They call me the breeze

You can read about my experience doing Rock N Roll Fantasy Camp here, but I wanted to add something that I briefly mentioned.

Aside from the Pull Tabs playing a bluesy rendition of "Strange Fruit," I had no real experience playing blues or southern rock. But when it comes to the blues, plenty of it is in jazz and rock music. I might have never listened to a Muddy Waters song in my teenage years, but I definitely learned a lot of his swing and bomp from Led Zeppelin.

So I essentially learned a portion of the blues by default. Like a truncated history lesson if you will.

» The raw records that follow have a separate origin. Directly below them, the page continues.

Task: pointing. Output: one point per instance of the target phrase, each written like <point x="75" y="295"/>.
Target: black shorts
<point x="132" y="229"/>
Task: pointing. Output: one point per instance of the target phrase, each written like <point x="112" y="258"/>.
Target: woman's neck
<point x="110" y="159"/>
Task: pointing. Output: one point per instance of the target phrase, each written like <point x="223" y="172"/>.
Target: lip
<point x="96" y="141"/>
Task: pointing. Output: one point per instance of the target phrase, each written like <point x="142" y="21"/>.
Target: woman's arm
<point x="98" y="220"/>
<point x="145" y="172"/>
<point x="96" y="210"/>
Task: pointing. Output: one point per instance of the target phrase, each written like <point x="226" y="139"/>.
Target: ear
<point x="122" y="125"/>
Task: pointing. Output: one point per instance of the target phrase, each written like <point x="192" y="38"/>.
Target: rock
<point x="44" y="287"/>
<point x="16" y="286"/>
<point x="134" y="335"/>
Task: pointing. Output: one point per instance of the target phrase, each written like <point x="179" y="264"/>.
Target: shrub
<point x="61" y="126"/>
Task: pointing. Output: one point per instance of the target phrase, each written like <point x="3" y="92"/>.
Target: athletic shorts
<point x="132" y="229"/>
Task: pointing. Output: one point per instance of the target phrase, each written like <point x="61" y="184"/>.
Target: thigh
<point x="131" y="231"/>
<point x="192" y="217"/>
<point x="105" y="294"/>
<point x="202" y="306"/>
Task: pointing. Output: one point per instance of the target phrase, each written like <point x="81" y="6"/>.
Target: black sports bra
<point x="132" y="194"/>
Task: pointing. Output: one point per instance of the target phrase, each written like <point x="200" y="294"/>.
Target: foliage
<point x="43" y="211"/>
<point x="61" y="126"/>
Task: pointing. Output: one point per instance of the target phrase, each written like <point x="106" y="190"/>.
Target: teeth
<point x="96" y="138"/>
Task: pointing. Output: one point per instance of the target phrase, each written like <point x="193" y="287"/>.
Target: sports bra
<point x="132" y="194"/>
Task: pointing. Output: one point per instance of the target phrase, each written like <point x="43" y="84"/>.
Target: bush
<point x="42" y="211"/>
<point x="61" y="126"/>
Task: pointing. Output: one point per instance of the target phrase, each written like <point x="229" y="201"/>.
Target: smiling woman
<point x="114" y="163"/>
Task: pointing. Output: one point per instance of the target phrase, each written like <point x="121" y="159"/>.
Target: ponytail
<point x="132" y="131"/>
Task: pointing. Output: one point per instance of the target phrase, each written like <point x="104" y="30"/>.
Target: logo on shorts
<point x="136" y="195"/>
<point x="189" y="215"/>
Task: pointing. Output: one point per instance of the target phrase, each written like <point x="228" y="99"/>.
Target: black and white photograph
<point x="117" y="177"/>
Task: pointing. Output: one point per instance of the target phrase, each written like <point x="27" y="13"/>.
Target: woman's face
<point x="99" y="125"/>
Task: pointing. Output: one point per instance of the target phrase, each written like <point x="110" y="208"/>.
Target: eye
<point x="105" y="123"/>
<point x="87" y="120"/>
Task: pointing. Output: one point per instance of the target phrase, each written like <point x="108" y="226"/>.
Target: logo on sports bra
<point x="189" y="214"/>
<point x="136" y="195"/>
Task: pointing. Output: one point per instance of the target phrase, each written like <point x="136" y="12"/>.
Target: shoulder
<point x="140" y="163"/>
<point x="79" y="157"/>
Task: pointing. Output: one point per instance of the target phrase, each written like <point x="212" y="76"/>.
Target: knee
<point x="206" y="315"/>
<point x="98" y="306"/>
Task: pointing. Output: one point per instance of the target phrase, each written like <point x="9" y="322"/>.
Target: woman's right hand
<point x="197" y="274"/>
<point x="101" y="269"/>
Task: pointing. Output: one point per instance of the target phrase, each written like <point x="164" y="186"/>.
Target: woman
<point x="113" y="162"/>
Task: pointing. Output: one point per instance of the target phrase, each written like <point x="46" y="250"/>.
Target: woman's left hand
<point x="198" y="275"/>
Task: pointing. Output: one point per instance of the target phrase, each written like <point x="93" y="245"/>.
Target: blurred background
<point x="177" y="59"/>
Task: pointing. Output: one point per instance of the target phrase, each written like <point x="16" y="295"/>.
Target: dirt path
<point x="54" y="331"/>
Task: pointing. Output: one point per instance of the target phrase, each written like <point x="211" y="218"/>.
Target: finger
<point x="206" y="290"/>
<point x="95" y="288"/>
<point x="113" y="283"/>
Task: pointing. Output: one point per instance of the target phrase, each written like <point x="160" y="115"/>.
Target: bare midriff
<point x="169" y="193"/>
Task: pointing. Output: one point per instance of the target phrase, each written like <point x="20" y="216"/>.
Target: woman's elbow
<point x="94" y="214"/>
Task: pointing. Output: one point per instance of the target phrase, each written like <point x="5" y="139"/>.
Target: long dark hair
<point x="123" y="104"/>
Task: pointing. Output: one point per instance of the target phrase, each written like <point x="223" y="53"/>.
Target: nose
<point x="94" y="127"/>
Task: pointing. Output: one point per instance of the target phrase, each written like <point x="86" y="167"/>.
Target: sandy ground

I enjoy playing the blues, but I'm not about to rush and grab as many blues songs to hear. If ever I'm jamming with somebody who wants to play the blues, I'd be happy oblige. Matter of fact, when I first sat down in the room with my fellow Shotgun Brothers, I offered to them that I can "play anything." Since the two guitarists were more comfortable playing songs by the Allman Brothers, ZZ Top, and Lynyrd Skynyrd, I did my best interpretation to get the songs fleshed out.

One of the finest compliments given by one of my bandmates to the rest of the band was this: though he was lost in terms of what all he was going to play in this camp, he felt way better when he started playing with us. I very much credit Teddy for suggesting to our guitarists to play what they felt most comfortable doing. In turn, we had a set that wasn't like the other bands. It felt like us even though I've been jamming out to Rush, Cheap Trick, and Def Leppard lately.

Long live the blues. There would be no metal, jazz, rock, or southern rock without it.